Rabat, devenu le théâtre d’un exercice politique ambigu, poursuit une stratégie diplomatique dont les contradictions interrogent. Tandis que le roi Mohammed VI multiplie les appels publics à un rapprochement avec l’Algérie au nom d’un « dialogue fraternel », le Royaume consolide parallèlement une coopération sécuritaire approfondie avec Israël, à un moment où les opérations militaires à Gaza et au Liban, en novembre 2025, suscitent une condamnation internationale croissante.
L’exemple le plus emblématique demeure la future usine marocaine de drones BlueBird. Le 13 avril 2025, Ronen Nadir, directeur général de BlueBird Aero Systems, annonçait l’imminence du lancement de la production locale du SPY’X au Maroc, après la formation d’équipes marocaines en Israël et la mise en place d’infrastructures opérationnelles. Cette production renforcera les capacités de surveillance du Royaume, avec des implications directes pour la gestion des frontières, la situation au Sahara occidental et, plus largement, l’équilibre sécuritaire régional.
Ce projet s’ajoute à une série d’accords majeurs. En 2023, le Maroc a acquis deux satellites de reconnaissance Ofek-13 pour un montant d’un milliard de dollars, devenant ainsi l’un des plus importants clients israéliens depuis les accords d’Abraham de 2020. Ces satellites, officiellement destinés à la défense, offrent des capacités d’observation de haute précision susceptibles de remodeler la posture stratégique du pays vis-à-vis de ses voisins, notamment l’Algérie et le Polisario.
En parallèle, Rabat s’est doté du système de défense aérienne Barak MX pour environ 500 millions de dollars. Livré à partir d’avril 2023, ce système – initialement éprouvé sur plusieurs théâtres d’opérations au Moyen-Orient – renforce désormais la couverture aérienne marocaine, notamment dans les zones sensibles du Sud. Là encore, l’acquisition intervient dans un contexte où les discours de paix coexistent avec un réarmement accéléré.
Les investissements se poursuivent du côté des drones tactiques. Dès 2021, le Maroc a commandé des drones Harop – appareils à munitions rôdeuses – pour un montant estimé à 22 millions de dollars. Ils ont été complétés en 2022 par des drones Hermes 900 d’Elbit Systems, aujourd’hui intégrés aux opérations de surveillance et d’appui dans le Sahara. Ces équipements, largement utilisés par Israël dans ses opérations de précision, ont conféré au Maroc un avantage opérationnel notable dès 2023 face au Polisario.
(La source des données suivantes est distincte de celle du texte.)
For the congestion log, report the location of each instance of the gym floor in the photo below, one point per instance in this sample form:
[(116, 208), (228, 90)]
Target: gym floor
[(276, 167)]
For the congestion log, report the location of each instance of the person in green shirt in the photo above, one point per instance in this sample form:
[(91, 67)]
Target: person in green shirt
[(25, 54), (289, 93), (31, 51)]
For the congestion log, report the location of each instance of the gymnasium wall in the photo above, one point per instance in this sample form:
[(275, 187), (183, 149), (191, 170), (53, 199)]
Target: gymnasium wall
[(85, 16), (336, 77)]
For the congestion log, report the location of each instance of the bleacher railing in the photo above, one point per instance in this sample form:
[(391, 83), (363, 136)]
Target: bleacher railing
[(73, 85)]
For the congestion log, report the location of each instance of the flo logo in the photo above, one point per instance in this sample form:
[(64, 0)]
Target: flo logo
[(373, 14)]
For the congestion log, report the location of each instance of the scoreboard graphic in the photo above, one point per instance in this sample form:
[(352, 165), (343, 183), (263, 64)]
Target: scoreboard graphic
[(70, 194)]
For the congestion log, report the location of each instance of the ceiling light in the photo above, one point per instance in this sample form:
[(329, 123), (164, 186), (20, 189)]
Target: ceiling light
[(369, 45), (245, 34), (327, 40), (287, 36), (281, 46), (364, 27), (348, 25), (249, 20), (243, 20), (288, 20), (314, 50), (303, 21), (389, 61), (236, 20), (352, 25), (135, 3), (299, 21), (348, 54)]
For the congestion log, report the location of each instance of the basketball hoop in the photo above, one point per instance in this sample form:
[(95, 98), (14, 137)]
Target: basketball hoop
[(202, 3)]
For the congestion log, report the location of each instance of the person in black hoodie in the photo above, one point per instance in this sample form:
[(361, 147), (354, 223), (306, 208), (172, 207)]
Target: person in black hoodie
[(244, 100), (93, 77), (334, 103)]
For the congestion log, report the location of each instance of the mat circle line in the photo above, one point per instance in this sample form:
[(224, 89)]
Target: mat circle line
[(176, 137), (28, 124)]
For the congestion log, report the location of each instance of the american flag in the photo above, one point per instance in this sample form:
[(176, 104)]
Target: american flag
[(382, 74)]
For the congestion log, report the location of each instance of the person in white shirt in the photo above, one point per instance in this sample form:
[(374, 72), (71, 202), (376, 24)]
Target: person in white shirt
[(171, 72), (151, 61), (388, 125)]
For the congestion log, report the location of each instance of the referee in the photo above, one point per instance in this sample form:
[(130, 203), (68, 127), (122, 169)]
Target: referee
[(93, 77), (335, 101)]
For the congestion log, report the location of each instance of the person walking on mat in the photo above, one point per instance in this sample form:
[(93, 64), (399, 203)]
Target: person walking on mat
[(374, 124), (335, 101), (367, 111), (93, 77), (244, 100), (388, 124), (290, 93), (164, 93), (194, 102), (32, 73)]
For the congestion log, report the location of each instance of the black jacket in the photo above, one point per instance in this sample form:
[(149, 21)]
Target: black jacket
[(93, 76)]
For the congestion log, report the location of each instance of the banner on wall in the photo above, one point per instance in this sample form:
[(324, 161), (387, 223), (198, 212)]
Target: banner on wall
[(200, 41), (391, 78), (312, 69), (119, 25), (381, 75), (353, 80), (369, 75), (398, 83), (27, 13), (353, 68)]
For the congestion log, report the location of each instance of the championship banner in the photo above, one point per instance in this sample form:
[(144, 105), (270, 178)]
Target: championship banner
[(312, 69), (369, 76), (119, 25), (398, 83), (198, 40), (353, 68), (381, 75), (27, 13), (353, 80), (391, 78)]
En février 2025, Rabat a également signé un contrat pour l’acquisition de 36 systèmes d’artillerie automoteurs ATMOS 2000, consolidant la place d’Elbit Systems parmi les principaux fournisseurs du Royaume. Ces matériels « battle-tested », destinés à remplacer des équipements européens vieillissants, sont positionnés comme un pivot du renouvellement de l’artillerie marocaine.
Depuis 2020, ces acquisitions s’inscrivent dans une dynamique plus large de rapprochement militaire bilatéral. Les visites successives de responsables israéliens – dont Benny Gantz en 2021 et Aviv Kochavi en 2022 – ont jeté les bases d’une coopération structurée couvrant le renseignement, la guerre électronique et l’industrie de défense. En 2025, malgré l’escalade des tensions régionales, plusieurs initiatives industrielles israéliennes ont été lancées au Maroc, accentuant encore le degré d’intégration stratégique entre les deux partenaires.
Cette évolution suscite des interrogations profondes en Algérie, qui maintient son refus de normaliser ses relations avec Israël et affirme son soutien constant à la cause palestinienne. Dans ce contexte, les appels au dialogue formulés par Rabat, notamment dans le discours du Trône du 29 juillet 2025, peinent à trouver un écho, tant ces initiatives semblent contredites par l’intensification de la coopération sécuritaire maroco-israélienne.
L’enjeu dépasse ainsi le seul cadre bilatéral : il touche aux perspectives d’un rapprochement maghrébin déjà fragilisé, ainsi qu’à la perception, dans l’opinion publique régionale, d’une solidarité historique mise à mal. Le choix de poursuivre cette coopération stratégique continuera inévitablement d’alimenter un débat sur la cohérence des positions marocaines et sur les conséquences pour la stabilité régionale.